Federal court will redraw House of Delegates boundaries
Jeremy M. Lazarus | 10/11/2018, 6 a.m.
A federal court will have the task of redrawing the boundaries of 11 state House of Delegates districts that were found to be illegally packed with Democratic-leaning black voters.
The court’s involvement was assured after Republican House Speaker Kirk Cox last week called off an effort to have the General Assembly approve new boundaries after Democratic Gov. Ralph S. Northam promised to veto the plan.
The veto threat led to Speaker Cox’s decision to call off a special session of the legislature later this month to consider a new GOP redistricting plan.
The result is just what Gov. Northam wanted: The General Assembly will fail to meet the Oct. 30 deadline that a three-judge panel of the U.S. District Court for Eastern Virginia imposed, allowing the court to create what both sides hope is a more impartial map.
The panel of judges is moving to hire a special master to recommend changes to the 11 House districts and to adjacent districts that also will be affected.
Overall, about 30 House districts could be altered, potentially affecting future control of the legislature after the next General Assembly elections.
The panel wants to have the revamped map in place in time for the 2019 elections that will fill all 100 seats in the House and all 40 seats in the state Senate.

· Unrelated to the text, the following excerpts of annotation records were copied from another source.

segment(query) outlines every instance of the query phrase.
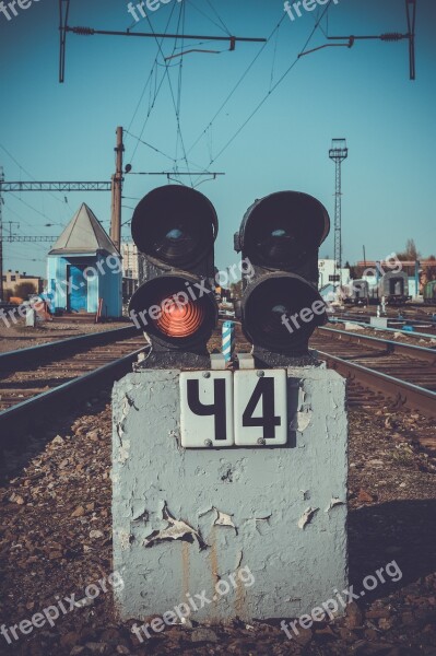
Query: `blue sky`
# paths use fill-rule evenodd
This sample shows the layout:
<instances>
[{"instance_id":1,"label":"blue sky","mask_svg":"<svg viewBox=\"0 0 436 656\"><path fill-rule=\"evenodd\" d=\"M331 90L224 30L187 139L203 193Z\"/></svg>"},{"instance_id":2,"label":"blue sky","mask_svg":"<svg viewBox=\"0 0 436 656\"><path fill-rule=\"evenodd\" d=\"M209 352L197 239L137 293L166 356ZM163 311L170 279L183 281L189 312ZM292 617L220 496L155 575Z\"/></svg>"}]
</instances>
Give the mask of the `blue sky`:
<instances>
[{"instance_id":1,"label":"blue sky","mask_svg":"<svg viewBox=\"0 0 436 656\"><path fill-rule=\"evenodd\" d=\"M31 0L30 0L31 1ZM434 147L436 143L436 7L417 0L415 82L409 81L406 42L356 42L349 48L327 48L295 61L314 30L318 10L303 12L292 22L282 0L176 0L149 12L154 31L223 35L224 27L238 36L269 37L261 44L186 42L185 47L222 50L188 54L170 60L173 91L180 85L180 131L195 171L198 166L225 172L199 190L215 204L220 220L216 263L236 260L233 233L256 198L281 189L306 191L319 198L331 218L334 207L334 165L328 157L333 137L345 137L350 149L343 164L343 258L378 259L398 251L409 237L427 256L436 251ZM322 8L319 8L319 12ZM182 12L182 13L180 13ZM331 4L330 35L405 32L403 0L340 0ZM180 51L167 39L158 52L145 38L68 35L64 84L58 83L58 2L33 0L11 21L0 13L2 61L0 103L0 165L5 178L38 180L106 180L114 171L115 129L129 128L164 156L126 136L125 162L133 172L172 171L179 157L186 169L163 56ZM135 23L125 0L71 0L70 24L101 30L150 31ZM320 28L309 47L326 43ZM174 48L179 48L174 50ZM255 57L234 95L205 130L223 101ZM152 83L145 89L154 67ZM182 65L180 71L180 65ZM150 117L155 84L164 77ZM221 153L258 104L264 104ZM205 130L197 145L197 138ZM135 147L138 148L135 149ZM221 153L221 154L220 154ZM219 155L219 156L217 156ZM215 160L216 159L216 160ZM210 164L211 160L215 160ZM21 168L22 167L22 168ZM192 178L196 180L196 177ZM185 179L189 184L189 179ZM164 177L126 177L123 234L138 200ZM108 229L110 195L5 195L3 221L16 221L20 235L59 234L82 201ZM25 204L27 203L27 204ZM46 227L46 223L55 224ZM5 224L9 231L9 225ZM332 235L320 255L333 255ZM5 244L5 267L44 274L47 244Z\"/></svg>"}]
</instances>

The 11 house districts deemed unconstitutional include five in the Richmond area, including the 63rd, represented by Delegate Lashrecse D. Aird of Petersburg; the 69th, represented by Delegate Betsy B. Carr of Richmond; the 70th, represented by Delegate Delores L. McQuinn of Richmond; the 71st, represented by Delegate Jeff M. Bourne of Richmond; and the 74th, represented by Delegate Lamont Bagby of Henrico County.